446 – “O relato da garota sobre a voz interior, me moveu a escrever minha experiência. Apesar de ser criança na época, também tive esse alarme de que algo estava muito errado.  Hoje tenho 23 anos. Quando eu estava na 4ª série, no dia de entrega de boletins, meu pai não foi buscar e eu fiquei na frente da escola esperando por ele. Passou uma das minhas tias que morava no caminho entre a escola e minha casa, e me disse para passar lá quando estivesse indo embora. Esperei um pouco mais pelo meu pai e como ele não apareceu, fui embora. Passei na casa da minha tia e ela não estava, só o marido dela. Ele me disse que ela tinha ido na vizinha e já voltava e me falou pra entrar. Quando entrei, ele passou a chave na porta e aquilo já fez meu coração disparar. Eu era criança, devia ter 10 ou 11 anos e não sabia como agir. Andei pela casa tentando parecer natural. Em um momento ele parou atrás de mim e ficou me encoxando, passando as mãos no meu corpo e dizendo o quanto gostava de mim. Eu, muito confusa, saí de perto dele e sentei na mesa. Ele veio para o meu lado e continuou passando a mão em mim. Ele colocou o pênis pra fora da calça e começou a roçar no meu braço.

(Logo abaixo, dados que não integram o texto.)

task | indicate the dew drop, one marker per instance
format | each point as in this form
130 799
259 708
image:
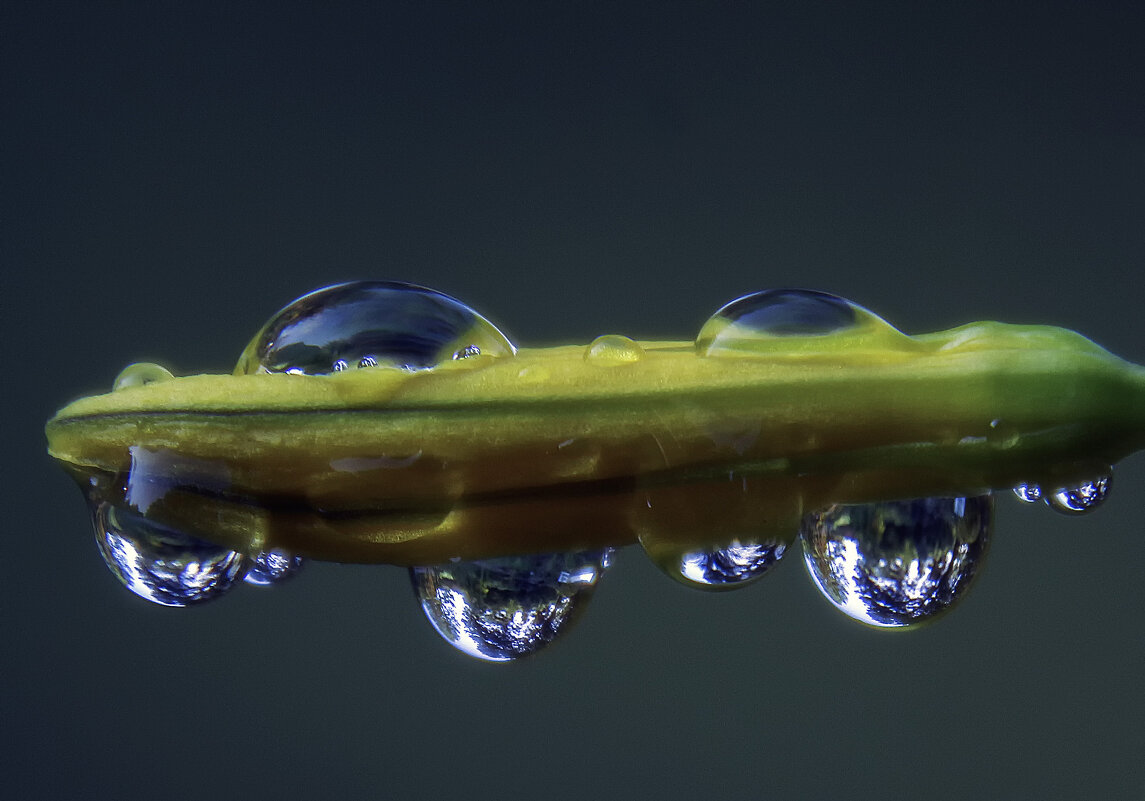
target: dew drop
1078 500
1001 434
897 563
140 374
1029 493
758 319
735 565
506 608
613 349
271 566
160 564
370 323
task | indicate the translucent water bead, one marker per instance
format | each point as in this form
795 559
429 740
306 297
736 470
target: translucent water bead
503 609
365 324
1086 497
780 318
160 564
140 374
897 563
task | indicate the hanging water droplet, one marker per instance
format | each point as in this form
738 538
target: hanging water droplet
613 349
721 533
140 374
1029 493
735 565
1076 500
160 564
897 563
506 608
271 566
365 324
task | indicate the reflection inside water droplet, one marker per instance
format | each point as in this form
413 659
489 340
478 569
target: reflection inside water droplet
271 566
503 609
160 564
735 565
897 563
365 324
1029 493
1086 497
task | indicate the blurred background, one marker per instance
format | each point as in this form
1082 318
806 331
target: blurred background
173 175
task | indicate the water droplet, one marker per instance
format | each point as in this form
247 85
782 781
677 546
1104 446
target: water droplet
1029 493
369 323
721 533
759 319
273 566
613 349
1076 500
467 353
140 374
506 608
1001 434
897 563
160 564
735 565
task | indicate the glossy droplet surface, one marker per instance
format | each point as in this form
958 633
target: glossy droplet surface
897 563
271 566
503 609
1078 500
140 374
365 324
1029 493
612 349
160 564
735 565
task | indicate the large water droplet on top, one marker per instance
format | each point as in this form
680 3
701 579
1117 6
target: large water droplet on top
788 319
897 563
140 374
363 324
160 564
790 312
506 608
1076 500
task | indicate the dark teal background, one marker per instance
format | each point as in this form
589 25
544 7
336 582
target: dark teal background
171 177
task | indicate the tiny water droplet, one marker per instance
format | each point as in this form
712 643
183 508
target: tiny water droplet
467 353
1078 500
506 608
271 566
897 563
613 349
140 374
1001 434
1029 493
369 323
160 564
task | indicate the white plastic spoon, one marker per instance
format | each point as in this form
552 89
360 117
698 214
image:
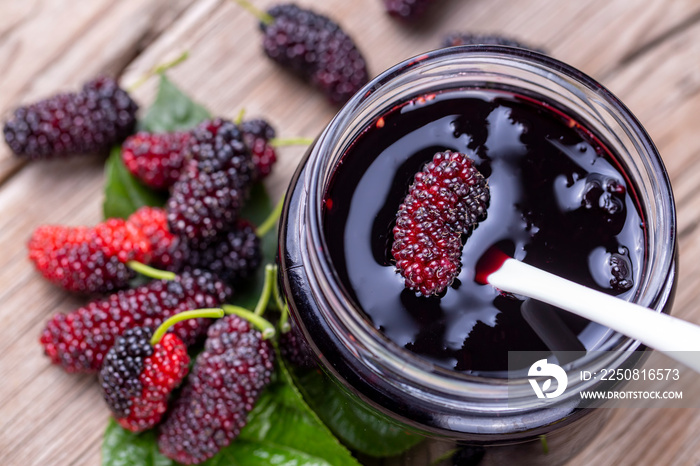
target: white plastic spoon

Nesse momento eu não aguentei mais. Me levantei e mandei ele parar. Ele disse que não estava fazendo nada. Eu disse que se não parasse eu ia gritar e mandei abrir a porta. Ele abriu a porta e me pediu pra não prejudicá-lo e ainda disse pra eu dar um beijo no rosto dele (que nojo). Eu fui embora pra minha casa e por vários anos, não havia contado isso pra ninguém. Parei de ir em ocasiões de família onde sabia que ele estaria. Comecei a ter atitudes que hoje compreendo melhor. Por exemplo, parei de tomar banho e fiquei extremamente introvertida. Essa foi minha maneira, inconsciente, de não ser notada e não ser atraente por medo que isso voltasse a acontecer. Tinha muito medo dos homens e só fui ter o 1º beijo aos 21 anos. As únicas pessoas que sabem dessa história são meu 1º namorado e a psicóloga da minha universidade. Já pensei em denunciá-lo anonimamente, mas tenho medo. Hoje levo uma vida normal, apesar das sequelas psicológicas. As vezes tenho crises de depressão, mas no geral sou feliz.”